Die Steinbacherin spricht weiter von "Herausforderungen im positiven Sinn!" Die Kinder, so meint sie, kämen mit vielen Gaben auf die Welt und wollen lernen, die Welt verstehen und selbst wirksam tätig sein. "Wenn wir ihren Bedürfnissen, nicht zu verwechseln mit Wünschen, gerecht werden, entwickeln sie viele Kräfte, Zuversicht und Mut, ihr Leben selbstständiger und bewusster zu gestalten."

Es sei eine wundervolle Aufgabe, mit den Kindern in Beziehung zu treten und sie auf ihrem Lebensweg ein Stück weit zu begleiten. Das gelte im Besonderen auch für die Kinder, welche mit ihren Familien aus andern Ländern zu uns gekommen. Als eine Herausforderung sieht sie auch die Überwindung von Sprachbarrieren. Diese müssen mit besonderer Zuwendung und individuellen Erläuterungen überwunden werden. "Es reicht nicht, einen Zettel in die Brottasche zu stecken." Die Verständigung erfolgt manchmal mit Händen und Füßen, aber die Dankbarkeit der Familien macht die besondere Mühe wett.

Kinder schließen schnell Kontakt

Als faszinierend bezeichnete Helga Fiedler es, wie schnell die Kinder in Kontakt treten und im Kindergarten Deutsch lernen. Im "Haus der Kinder St. Michael" sind neben den "Einheimischen" auch Kinder aus Rumänien, Polen Kroatien, Afghanistan, Irak und Syrien. "In Ludscht ist sozusagen die Welt daheim!"

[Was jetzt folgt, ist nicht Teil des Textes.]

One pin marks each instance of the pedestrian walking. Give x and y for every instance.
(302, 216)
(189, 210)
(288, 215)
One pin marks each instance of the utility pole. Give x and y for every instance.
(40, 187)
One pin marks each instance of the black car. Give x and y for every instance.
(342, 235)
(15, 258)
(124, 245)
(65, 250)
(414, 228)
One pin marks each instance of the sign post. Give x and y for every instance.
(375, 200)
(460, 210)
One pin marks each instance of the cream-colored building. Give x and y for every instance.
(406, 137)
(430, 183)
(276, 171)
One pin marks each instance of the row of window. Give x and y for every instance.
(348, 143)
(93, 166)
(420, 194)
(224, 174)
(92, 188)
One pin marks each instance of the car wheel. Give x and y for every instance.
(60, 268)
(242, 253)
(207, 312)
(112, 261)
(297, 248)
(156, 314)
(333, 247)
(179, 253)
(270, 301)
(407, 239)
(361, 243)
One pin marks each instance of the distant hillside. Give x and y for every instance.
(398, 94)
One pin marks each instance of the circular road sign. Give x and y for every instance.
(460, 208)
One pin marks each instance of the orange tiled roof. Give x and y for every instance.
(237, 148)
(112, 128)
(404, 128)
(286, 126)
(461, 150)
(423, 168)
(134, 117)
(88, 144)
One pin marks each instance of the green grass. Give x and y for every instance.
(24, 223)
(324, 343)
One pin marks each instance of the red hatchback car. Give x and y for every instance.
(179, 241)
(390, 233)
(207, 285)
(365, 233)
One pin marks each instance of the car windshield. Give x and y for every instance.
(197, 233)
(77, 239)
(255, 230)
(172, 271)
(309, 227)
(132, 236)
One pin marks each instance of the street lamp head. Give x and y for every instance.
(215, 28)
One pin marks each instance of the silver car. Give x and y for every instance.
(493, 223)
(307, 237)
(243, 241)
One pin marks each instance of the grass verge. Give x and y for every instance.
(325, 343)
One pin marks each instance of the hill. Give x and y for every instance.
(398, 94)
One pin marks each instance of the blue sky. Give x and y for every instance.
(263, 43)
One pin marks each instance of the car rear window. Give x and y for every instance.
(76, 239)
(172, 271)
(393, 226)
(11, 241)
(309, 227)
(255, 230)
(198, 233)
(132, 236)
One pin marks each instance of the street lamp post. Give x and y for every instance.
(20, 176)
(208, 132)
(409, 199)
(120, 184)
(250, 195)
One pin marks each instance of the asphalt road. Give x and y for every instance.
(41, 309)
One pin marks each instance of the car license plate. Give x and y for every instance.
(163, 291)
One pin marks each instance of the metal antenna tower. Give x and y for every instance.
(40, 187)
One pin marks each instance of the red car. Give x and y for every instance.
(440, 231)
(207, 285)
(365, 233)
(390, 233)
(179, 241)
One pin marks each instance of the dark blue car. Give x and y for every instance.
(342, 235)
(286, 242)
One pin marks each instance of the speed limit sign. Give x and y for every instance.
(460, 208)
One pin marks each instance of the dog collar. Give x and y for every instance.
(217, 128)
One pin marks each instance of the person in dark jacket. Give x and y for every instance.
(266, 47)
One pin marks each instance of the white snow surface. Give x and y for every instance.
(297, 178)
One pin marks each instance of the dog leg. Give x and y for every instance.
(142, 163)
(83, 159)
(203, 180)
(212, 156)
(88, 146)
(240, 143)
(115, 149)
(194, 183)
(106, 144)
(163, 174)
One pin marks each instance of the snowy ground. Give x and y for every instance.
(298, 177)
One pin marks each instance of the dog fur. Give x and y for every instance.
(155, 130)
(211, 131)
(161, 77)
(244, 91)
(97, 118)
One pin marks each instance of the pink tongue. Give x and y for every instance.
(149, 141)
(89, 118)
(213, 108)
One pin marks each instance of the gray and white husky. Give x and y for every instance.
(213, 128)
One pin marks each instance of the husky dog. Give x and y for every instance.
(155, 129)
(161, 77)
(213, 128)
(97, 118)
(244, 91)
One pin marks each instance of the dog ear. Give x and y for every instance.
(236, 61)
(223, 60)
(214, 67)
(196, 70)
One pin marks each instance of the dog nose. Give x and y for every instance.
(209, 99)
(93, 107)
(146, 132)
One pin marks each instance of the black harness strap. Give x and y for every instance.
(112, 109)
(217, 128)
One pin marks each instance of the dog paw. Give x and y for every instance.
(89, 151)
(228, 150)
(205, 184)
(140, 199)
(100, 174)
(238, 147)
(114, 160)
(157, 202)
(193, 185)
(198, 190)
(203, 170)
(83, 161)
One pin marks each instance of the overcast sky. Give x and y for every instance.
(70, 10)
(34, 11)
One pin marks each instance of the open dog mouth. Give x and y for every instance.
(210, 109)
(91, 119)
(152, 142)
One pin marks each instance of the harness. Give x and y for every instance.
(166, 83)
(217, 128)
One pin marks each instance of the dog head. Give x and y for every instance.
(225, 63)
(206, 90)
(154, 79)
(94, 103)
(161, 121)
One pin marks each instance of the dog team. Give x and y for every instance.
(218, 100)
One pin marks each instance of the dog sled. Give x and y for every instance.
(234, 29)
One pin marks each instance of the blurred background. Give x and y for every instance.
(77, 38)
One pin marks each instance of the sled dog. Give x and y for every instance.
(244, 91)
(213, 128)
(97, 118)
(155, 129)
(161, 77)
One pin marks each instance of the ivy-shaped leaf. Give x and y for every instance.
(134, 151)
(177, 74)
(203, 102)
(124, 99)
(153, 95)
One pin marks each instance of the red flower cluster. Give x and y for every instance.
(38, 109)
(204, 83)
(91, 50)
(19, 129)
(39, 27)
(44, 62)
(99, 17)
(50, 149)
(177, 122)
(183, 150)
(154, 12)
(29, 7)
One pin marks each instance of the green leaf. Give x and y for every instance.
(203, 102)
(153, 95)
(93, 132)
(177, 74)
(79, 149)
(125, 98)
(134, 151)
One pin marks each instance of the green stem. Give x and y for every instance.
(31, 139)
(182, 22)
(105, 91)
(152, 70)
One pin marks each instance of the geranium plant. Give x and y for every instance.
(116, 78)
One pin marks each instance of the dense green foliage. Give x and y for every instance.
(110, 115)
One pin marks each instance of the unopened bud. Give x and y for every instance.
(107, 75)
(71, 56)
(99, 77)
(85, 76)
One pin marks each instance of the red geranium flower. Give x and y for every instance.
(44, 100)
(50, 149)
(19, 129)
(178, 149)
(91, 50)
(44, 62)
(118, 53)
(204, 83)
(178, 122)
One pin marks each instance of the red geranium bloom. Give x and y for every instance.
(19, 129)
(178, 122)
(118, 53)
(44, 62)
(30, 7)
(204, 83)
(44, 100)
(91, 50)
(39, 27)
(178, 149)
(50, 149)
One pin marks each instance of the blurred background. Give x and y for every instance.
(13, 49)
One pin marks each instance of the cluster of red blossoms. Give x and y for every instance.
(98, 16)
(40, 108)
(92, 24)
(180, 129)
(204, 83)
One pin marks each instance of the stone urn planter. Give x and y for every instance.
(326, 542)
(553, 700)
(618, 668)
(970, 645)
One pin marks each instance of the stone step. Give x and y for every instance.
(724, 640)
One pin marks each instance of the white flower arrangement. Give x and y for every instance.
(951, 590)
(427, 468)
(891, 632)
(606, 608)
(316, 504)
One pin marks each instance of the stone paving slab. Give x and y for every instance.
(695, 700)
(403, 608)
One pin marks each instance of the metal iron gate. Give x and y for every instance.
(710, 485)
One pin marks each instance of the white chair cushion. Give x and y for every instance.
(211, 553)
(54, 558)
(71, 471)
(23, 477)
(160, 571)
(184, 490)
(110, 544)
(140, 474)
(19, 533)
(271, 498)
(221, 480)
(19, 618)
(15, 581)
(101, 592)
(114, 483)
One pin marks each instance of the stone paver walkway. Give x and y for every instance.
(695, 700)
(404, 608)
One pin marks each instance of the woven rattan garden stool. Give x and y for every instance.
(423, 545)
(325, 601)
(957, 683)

"Ich glaube an das Kind und sein Entwicklungspotenzial", so Helga Fiedler, "egal wie es ist und wo es herkommt". Und dieses Gefühl versuchen sie und ihr Team ihren Schützlingen zu vermitteln. Denn das gebe Selbstbewusstsein und mache stark.

Wie Helga Fiedler weiter erklärt, nimmt die christliche Grundhaltung einen hohen Stellenwert in der Kita ein. Vor allem im sozialen Miteinander ist es wichtig, sich anzuschauen, zu sagen, was ich möchte, zu hören was der andere meint. Dadurch wird Verständigung möglich, die Kinder lernen ihre Meinung zu äußern und zu vertreten, aber auch andere Ansichten zu akzeptieren, macht Helga Fiedler deutlich.

Dankbar ist sie, dass die evangelische Kirchengemeinde als Träger und die Stadt gut zusammenarbeiten, was jetzt durch die Generalsanierung (wir berichteten) wieder zum Ausdruck kam. Und im Team gelten die gleichen Werte, wie wir sie mit den Kindern leben. Jede Mitarbeiterin hat viele Fähigkeiten, die sie gern einbringen. "Wir sind offen, fröhlich und halten zusammen, auch wenn es personell mal eng wird." Insofern ist es tatsächlich ihr Traumjob.